With this introduction, the RD&I Manager at GCE NODE set the stage for a mini-seminar on waste heat and high temperature heat pumps organized by GCE NODE and Eyde Cluster. More than 40 people came to learn about the latest in technology for improved utilization of surplus thermal energy.
One of the key enabling technologies is heat pumps. According to Rolf Iver Mytting Hagemoen, General Manager of the Norwegian heat pump association Norsk Varmepumpeforening, state-of-the-art industrial heat pumps have unique abilities to utilize waste energy from industrial processes.
“Heat pumps in the industry have been around for more than 100 years. In recent years, there has been massive research into technology that can improve the efficiency, eco-friendliness and application areas of heat pumps. Today, heat pumps are the most cost-effective means of saving energy,” said Hagemoen.
HIGHER POWER PRICES
In Norway, it is estimated that heat energy corresponding to 20 TWh is released into the air or water every year. The estimate for EU is 100 times higher.

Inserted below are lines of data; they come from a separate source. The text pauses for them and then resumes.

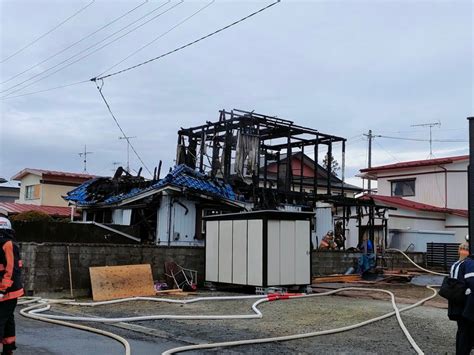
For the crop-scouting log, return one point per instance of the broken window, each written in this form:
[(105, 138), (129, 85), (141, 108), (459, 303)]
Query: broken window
[(403, 188), (32, 192)]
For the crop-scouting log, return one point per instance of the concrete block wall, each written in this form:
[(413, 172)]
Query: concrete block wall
[(46, 265), (337, 262)]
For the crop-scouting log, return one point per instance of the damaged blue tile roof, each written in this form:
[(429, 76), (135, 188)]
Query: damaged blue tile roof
[(181, 176)]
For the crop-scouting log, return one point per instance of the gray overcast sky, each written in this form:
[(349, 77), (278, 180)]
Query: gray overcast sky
[(342, 67)]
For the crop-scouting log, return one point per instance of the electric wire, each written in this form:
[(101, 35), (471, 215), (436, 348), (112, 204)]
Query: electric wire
[(187, 44), (47, 33), (426, 140), (45, 90), (386, 151), (159, 37), (121, 129), (75, 43), (92, 52)]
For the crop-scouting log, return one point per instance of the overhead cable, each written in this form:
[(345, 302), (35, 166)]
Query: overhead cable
[(426, 140), (127, 138), (45, 90), (75, 43), (187, 44), (157, 38), (94, 51), (47, 33)]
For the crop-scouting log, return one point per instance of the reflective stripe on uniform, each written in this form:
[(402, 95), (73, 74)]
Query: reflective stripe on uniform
[(455, 269), (9, 340), (12, 295)]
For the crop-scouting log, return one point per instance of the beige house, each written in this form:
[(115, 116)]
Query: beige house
[(46, 187), (430, 197)]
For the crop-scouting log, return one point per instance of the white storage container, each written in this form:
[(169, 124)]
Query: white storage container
[(263, 248)]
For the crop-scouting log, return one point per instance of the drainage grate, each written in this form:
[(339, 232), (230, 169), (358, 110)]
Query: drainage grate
[(441, 254)]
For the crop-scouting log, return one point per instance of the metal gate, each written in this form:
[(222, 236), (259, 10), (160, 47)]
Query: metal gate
[(441, 254)]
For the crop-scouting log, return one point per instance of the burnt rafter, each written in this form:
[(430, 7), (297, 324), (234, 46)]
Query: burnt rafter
[(239, 146)]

“The process industry in Agder has approximately 5 TWh of surplus heat. For decades, the industry has worked hard to reduce this number by improving the processes and reuse surplus energy internally. Two main barriers for using surplus heat remain: most of the surplus heat is low in temperature and/or “hard to catch” if the temperature is higher,“ says Stine Skagestad, Head of Circular Economy in the Eyde Cluster.

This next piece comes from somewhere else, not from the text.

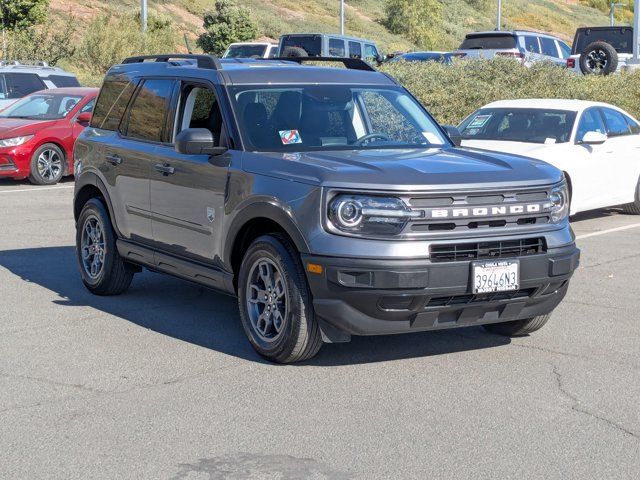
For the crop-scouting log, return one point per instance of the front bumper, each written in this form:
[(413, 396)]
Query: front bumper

She adds: “Using heat pump technologies, the temperature of waste heat can be easier to use both internally and in industrial symbiosis around the plants.

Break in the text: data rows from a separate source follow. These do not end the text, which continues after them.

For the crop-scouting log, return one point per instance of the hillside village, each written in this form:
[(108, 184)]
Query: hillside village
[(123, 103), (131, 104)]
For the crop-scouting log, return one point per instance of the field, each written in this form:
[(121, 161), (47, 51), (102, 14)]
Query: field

According to Mytting Hagemoen, investments in heat pump technology is increasingly profitable, due to rising electricity prices and stricter requirements for energy saving.
“Today, heat pumps can capture waste heat, cost-effectively boost output temperature for reuse, or make use of the heat in new circular production processes. For companies, this translates to money saved. For society, electricity can be used for other purposes and we need less fossil energy sources,” said Mytting Hagemoen.
GOOD SUPPORT SCHEMES
Marit Sandbakk, Senior Advisor at Enova, made it clear that the reuse of excess energy is the most effective measure for energy saving in Norwegian industry today. Which is why Enova offers support schemes for any companies willing to make such investments.
“So far, Enova has supported 6,300 energy recovery projects. Several of our programs involve projects for waste heat. We provide grants for pilots and preliminary projects on immature technology solutions. We also have schemes that meet investments in mature technology within waste heat,” said Sandbakk.
RAPID TECHNOLOGICAL DEVELOPMENT
Rising energy prices and public funding schemes have accelerated technology development within waste heat recovery. At the seminar, several suppliers of industrial heat pumps presented their solutions. New heat pumps that, in cascade systems or in combination with other heat cycle machines, can boost temperatures to ever higher levels are being introduced. In combination with other energy sources, such as geothermal and solar energy, heat pumps can play an important role by delivering higher output.
“Research is speeding up, but we still have much to learn. The next step is to establish more demo sites in industry facilities, in order to test out new systems, said Christian Schlemminger, Research Scientist at Sintef.